Io avevo partecipato tre anni fa alla LCOY, che è la versione locale della COY. L’anno dopo poi sono entrata nel team dell’organizzazione e tramite il gruppo sono venuta a conoscenza della COY, ho fatto domanda ed è andata.
Come è stato rappresentare il tuo Paese?
È stata un’emozione dire “adesso quello che porto al tavolo non è solo la percezione di quello che è importante per me ma devo tenere conto che magari questa informazione verrà usata per elaborare pensieri molto più grossi”. Ed è stato bello poi vedere – dato che eravamo 4 o 5 persone della nostra delegazione – come l’esperienza di essere italiani ci avesse colpito in maniera diversa e cosa ci premesse portare avanti.
Quali sono stati i temi focali che avete affrontato come gruppo giovani?
Ci sono stati molti eventi, workshop e conferenze in tre giorni. I macro-filoni erano la finanza climatica, che anche alla COP è stato un grosso tema: capire dove trovare i soldi e come i soldi dovranno muoversi tra Nord e Sud del mondo. C’è stato anche il tema dell’immigrazione e il tema delle rinnovabili, che importantissimo, anche se c’è stato meno discorso sull’impatto delle rinnovabili e il sentimento di alcuni di noi è stato che una critica più approfondita avrebbe preso in considerazione altre narrative.
Il 10 novembre c’è stata la consegna del documento ufficiale alla COP27. Quali sono le proposte che avete presentato ai “grandi” del mondo?
Di sicuro c’è stata molta attenzione al tema del “Loss and damage”. C’è stata anche molta richiesta dal punto di vista lavorativo, nel senso che non vogliamo fare lavori che contribuiscano alla crisi climatica, quindi abbiamo bisogno di essere formati, anche nelle scuole, e c’è bisogno che questi lavori ci siano e siano accessibili. Inoltre bisogna mettere queste cose nel budget perché un punto fondamentale di cui si è parlato molto durante la COY è che le parole ci sono e gli Stati hanno presentato i piani nazionali di riduzione delle emissioni, però devono dobbiamo assicurarci che i soldi siano messi dove hanno detto.
Un altro punto fondamentale della COY è la contaminazione che viene ad esserci tra culture diverse…
Sì ed è essenziale non solo alla riuscita della conferenza, ma anche per l’obiettivo di mitigare gli effetti peggiori di questa crisi, che è globale ma con soluzioni locali. Abbiamo così potuto capire i sentimenti e i bisogni degli altri Stati.
Credi che le proteste che stiamo vedendo in questi mesi siano utili al fine della sensibilizzazione?

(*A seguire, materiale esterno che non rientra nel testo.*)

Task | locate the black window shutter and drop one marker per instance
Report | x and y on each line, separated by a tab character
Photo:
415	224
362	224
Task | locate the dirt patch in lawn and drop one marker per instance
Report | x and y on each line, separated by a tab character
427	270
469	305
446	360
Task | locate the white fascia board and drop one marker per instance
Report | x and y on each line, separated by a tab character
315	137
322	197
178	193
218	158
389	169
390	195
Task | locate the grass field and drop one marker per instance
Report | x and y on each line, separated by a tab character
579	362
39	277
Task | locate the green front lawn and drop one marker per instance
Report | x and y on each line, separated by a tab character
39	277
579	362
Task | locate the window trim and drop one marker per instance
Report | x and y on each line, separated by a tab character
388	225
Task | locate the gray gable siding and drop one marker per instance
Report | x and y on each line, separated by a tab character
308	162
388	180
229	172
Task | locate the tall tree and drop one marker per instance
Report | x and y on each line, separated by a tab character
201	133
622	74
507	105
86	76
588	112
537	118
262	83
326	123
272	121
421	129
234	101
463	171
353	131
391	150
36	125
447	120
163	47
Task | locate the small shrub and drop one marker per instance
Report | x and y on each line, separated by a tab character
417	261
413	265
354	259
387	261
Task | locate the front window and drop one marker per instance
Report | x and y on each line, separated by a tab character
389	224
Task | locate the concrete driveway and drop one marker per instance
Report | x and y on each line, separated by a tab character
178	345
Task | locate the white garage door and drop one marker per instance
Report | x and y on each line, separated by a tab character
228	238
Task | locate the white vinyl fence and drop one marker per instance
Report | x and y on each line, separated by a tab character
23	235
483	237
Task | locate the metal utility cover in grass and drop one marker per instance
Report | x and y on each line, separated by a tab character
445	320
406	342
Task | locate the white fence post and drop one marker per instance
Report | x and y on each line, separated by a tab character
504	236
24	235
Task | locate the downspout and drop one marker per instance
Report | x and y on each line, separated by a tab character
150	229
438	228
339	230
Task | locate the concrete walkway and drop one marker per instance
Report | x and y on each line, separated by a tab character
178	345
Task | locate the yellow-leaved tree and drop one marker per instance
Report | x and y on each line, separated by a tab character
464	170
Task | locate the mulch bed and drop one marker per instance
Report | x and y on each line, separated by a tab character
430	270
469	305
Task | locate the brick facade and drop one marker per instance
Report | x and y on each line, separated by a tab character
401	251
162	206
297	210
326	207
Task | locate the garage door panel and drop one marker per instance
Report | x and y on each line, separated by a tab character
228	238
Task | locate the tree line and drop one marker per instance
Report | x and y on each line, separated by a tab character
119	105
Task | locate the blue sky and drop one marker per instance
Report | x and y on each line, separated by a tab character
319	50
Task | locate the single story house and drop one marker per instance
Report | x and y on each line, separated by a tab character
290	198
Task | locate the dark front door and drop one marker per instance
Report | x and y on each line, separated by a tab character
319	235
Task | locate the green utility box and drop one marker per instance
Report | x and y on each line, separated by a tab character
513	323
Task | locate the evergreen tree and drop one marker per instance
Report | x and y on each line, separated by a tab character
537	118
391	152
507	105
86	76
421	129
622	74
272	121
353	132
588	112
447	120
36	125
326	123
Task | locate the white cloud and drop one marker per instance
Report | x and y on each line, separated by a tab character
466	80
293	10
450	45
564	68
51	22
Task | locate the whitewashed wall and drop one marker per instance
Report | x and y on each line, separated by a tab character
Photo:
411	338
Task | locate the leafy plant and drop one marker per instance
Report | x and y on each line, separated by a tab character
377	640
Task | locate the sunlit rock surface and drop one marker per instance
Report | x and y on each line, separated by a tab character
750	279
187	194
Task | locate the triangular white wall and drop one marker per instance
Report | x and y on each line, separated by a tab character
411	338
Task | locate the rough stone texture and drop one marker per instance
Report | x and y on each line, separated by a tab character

Credo profondamente che le proteste siano essenziali e che debbano essere supportate. Certo poi c’è l’implementazione, che è il problema. Però ci sono persone, i giovani che hanno le capacità di implementare e speriamo che ci siano persone mature che sappiano ascoltare. La verità è che la cittadinanza attiva deve esserci.
Come vedi il futuro dopo questa esperienza?
Lo vedo duro, ma con molta più speranza. Può davvero valerne la pena metterci tutta questa energia e, magari, il futuro sarà meno peggio del previsto.